The NHTSA and the National Federation of the Blind warn that electric and hybrid vehicles in this specified weight class are nearly impossible to detect for the visually-impaired when traveling under 19 miles per hour, due to the lack of tire and wind noise. At higher speeds, the sound alert will not be required as other factors such as tire and wind noise provide adequate warning to pedestrians.

Evidence of the increased pedestrian safety risks due to quiet vehicles dates back to at least 2009, when the NHTSA released the report titled “Incidence of Pedestrian and Bicyclist Crashes by Hybrid Electric Passenger Vehicles”. The report compared the percentage of pedestrians and cyclists struck by both electric and hybrid vehicles (EHVs) compared to the number of individuals struck by internal combustion engine (ICE) vehicles.
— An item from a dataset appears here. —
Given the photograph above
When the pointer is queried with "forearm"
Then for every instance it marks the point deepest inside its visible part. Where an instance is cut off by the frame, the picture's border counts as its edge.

The report indicated that, overall, the odds ratios indicate that the risk of a hybrid or electronic vehicle being involved in either a pedestrian or bicycle crash are between 35% and 57% greater than the odds of an ICE vehicle being in a similar crash.

The terms of the new rule allow manufacturers until September 1, 2019 to equip all new hybrid and electric vehicles with sounds that meet the new federal safety standard, and at least half of all new hybrid and electric vehicles are required to be in compliance one full year before the deadline.

The NHTSA’s new rule comes amid growing road fatalities over the last several years. Last year, the NHTSA found that roadway fatalities increased by 10% and are on track for a similar increase this year. Researchers have warned that the second quarter of 2016 represents the seventh consecutive quarter that has had increases in fatalities, compared to the same quarters in previous years.